On the other hand, some types of health care only benefit the individual that gets them. A 50 year old with cancer should not have his healthcare provided by the government because it is damn expensive, he had the opportunity to secure private health insurance, there's a good chance he has genes or behaviors that contributed to his condition, and his treatment will only contribute to his own wellfare.
Ensuring that a the healthcare system works well (quality care for a low price) is a much more important and much more difficult to work out question than what things should be provided by private vs. public insurance. Simply privitizing healthcare can result in increased costs and worse care if it is done poorly or poorly regulated. Health care is a complex issue; I don't understand the state of healthcare in the US now.

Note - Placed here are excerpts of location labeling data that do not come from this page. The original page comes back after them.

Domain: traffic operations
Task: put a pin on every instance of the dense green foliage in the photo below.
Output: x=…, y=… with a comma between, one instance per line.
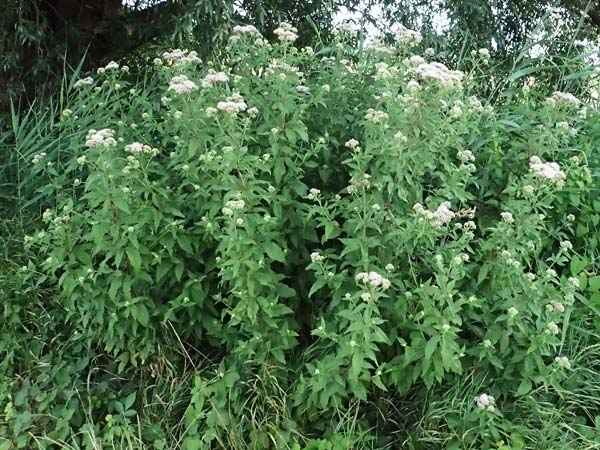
x=329, y=248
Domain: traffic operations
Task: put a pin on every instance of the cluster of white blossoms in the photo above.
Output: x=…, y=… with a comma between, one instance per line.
x=313, y=194
x=362, y=182
x=316, y=257
x=442, y=215
x=408, y=36
x=138, y=148
x=87, y=81
x=555, y=306
x=38, y=158
x=102, y=138
x=353, y=145
x=286, y=33
x=563, y=98
x=414, y=60
x=547, y=170
x=563, y=362
x=233, y=104
x=246, y=29
x=413, y=85
x=439, y=73
x=507, y=217
x=233, y=205
x=213, y=78
x=466, y=156
x=375, y=116
x=485, y=402
x=373, y=279
x=180, y=84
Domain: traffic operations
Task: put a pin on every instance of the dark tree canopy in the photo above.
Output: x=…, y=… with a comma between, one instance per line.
x=37, y=36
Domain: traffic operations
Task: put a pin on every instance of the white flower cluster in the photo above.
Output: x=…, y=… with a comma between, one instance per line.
x=138, y=148
x=507, y=217
x=414, y=60
x=316, y=257
x=180, y=84
x=313, y=194
x=442, y=215
x=180, y=57
x=102, y=138
x=245, y=29
x=563, y=98
x=485, y=402
x=373, y=279
x=376, y=116
x=555, y=306
x=352, y=144
x=383, y=71
x=439, y=73
x=286, y=33
x=466, y=156
x=212, y=78
x=408, y=36
x=563, y=362
x=87, y=81
x=553, y=328
x=549, y=171
x=233, y=104
x=233, y=205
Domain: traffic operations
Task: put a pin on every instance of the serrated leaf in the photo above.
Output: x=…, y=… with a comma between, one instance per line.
x=431, y=346
x=274, y=252
x=134, y=258
x=140, y=313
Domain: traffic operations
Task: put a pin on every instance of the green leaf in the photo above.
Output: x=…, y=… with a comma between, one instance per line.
x=431, y=346
x=140, y=313
x=577, y=265
x=134, y=258
x=524, y=387
x=274, y=252
x=192, y=444
x=594, y=283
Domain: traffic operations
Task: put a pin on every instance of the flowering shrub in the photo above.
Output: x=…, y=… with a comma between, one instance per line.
x=333, y=230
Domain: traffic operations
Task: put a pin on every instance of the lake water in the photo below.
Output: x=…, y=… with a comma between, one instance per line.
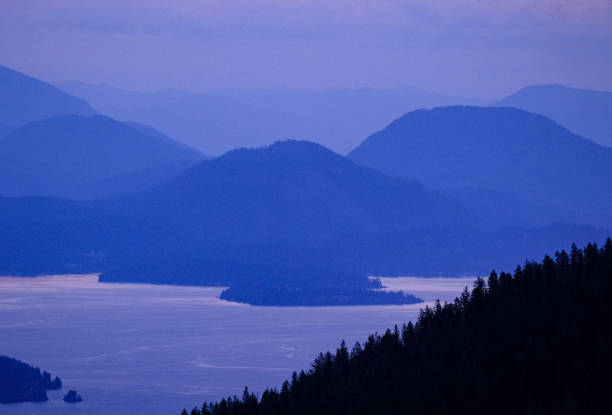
x=151, y=349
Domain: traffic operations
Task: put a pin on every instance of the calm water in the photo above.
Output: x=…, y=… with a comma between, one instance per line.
x=146, y=349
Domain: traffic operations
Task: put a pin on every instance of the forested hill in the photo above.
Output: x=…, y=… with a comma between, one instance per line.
x=20, y=382
x=536, y=341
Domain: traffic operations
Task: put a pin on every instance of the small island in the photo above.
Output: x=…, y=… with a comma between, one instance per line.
x=72, y=397
x=20, y=382
x=304, y=295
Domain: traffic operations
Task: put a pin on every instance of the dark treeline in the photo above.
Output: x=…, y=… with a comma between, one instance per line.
x=534, y=342
x=20, y=382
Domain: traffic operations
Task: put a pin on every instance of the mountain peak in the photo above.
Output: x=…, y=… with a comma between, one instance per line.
x=25, y=99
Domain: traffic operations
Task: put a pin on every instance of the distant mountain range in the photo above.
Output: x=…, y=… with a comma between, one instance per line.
x=87, y=157
x=25, y=99
x=498, y=159
x=585, y=112
x=448, y=191
x=54, y=144
x=217, y=122
x=290, y=215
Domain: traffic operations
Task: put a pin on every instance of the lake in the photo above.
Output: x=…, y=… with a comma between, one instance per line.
x=153, y=349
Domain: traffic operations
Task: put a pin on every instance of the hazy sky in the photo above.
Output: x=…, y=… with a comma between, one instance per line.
x=480, y=48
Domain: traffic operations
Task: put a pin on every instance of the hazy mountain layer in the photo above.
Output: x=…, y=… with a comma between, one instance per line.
x=220, y=121
x=25, y=99
x=290, y=215
x=585, y=112
x=82, y=157
x=480, y=154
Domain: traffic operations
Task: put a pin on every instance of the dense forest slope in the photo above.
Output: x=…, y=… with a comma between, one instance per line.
x=20, y=382
x=493, y=158
x=87, y=157
x=585, y=112
x=25, y=99
x=533, y=342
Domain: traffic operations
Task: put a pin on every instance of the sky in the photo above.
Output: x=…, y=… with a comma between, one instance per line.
x=470, y=48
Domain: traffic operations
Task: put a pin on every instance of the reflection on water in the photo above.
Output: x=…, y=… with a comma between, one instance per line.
x=136, y=349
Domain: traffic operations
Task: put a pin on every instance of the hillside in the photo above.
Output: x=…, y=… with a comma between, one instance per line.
x=293, y=219
x=25, y=99
x=585, y=112
x=216, y=122
x=536, y=341
x=20, y=382
x=555, y=174
x=83, y=157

The real problems are the proliferation of malpractice suits and the stranglehold that doctors have on healthcare. There are plenty of things that other, less well-paid professionals could do as well or better than doctors that require the involvement of doctors for legal reasons. Also, the training that doctors undergo is absurdly excessive for many tasks, and the limits that exist on the number of doctors trained drives up costs. Plus, insurance companies actally add more to the cost of health care than many foreign governments, for god only knows what anti-competitive practices and legislation exist...
The solution I propose is to implement mandatory capital punishment for all doctors, lawyers, and insurance company executives. This might have a small, temporary detrimental effect on the quality of health care, but I'm sure you'll agree that the immediate cost savings and long term benefits justify the short term problems.